With the SKUs grouped together, it’s time to assess inventory storage within the warehouse. Start by pinpointing the most accessible areas that align with your barcode inventory system and optimal pick path. 

Finally, assign the fastest-moving SKUs in group A to the most accessible locations close to the pick path. Place group B in the following location, and group C toward the back or least accessible areas of the warehouse. 

This is a general slotting strategy, and it’s always best to adapt them to your specific inventory and sales data. For example, if certain SKUs are frequently bought together, place them close together. If others require moving equipment, keep them in one area.

Three best practices for efficient warehouse slotting

Once you get up and running with warehouse slotting, here are three best practices to remember for efficient warehouse operations.

Listen to picker feedback

No one knows how effective a new slotting strategy is better than pickers. Ask for their feedback on improving a slotting strategy before and after implementation. Pickers usually have information on warehouse operations unavailable in any data set or forecast. 

Regularly review your slotting strategy 

As seasonal trends change and new SKUs are added and removed, slotting strategies must be updated. Reviews can be done monthly or quarterly or alongside cycle counts. If there is any shift in sales demand or decrease in efficiency, the area or entire warehouse may require reslotting.

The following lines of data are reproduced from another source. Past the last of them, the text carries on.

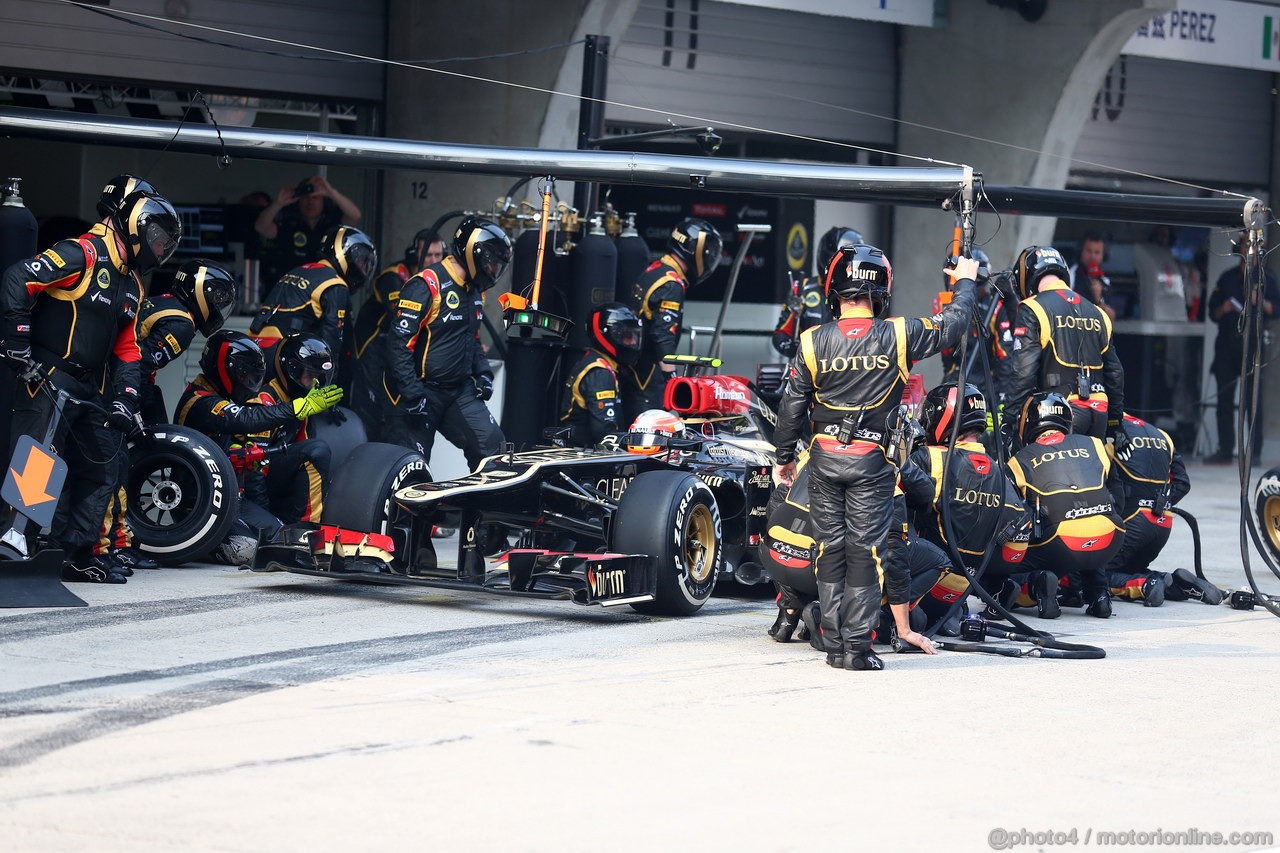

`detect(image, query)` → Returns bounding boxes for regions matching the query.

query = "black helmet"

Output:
[667,219,723,284]
[320,225,378,291]
[591,302,644,364]
[97,174,160,219]
[823,243,893,315]
[1018,391,1073,444]
[1014,246,1070,300]
[449,216,511,293]
[920,382,987,446]
[170,257,236,338]
[275,333,334,400]
[113,191,182,273]
[814,225,863,279]
[200,329,266,403]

Consider a software solution to aid slotting strategy

Warehouse inventory is constantly shifting to meet sales and market demand, and keeping a slotting strategy up-to-date can become time-consuming. An all-in-one business solution like QuickBooks Enterprise supplements slotting efforts by effectively organizing inventory with intuitive multi-level categorization, along with a central dashboard that tracks real-time inventory levels down to the specific pallet or bin.

Final Thoughts

Many companies are likely already using some form of warehouse organization. Slotting, however, considers all factors, from the overall layout to individual SKU slot placements. The strategy can also be applied to most warehouses without a significant cost and adapts to your company’s specific needs.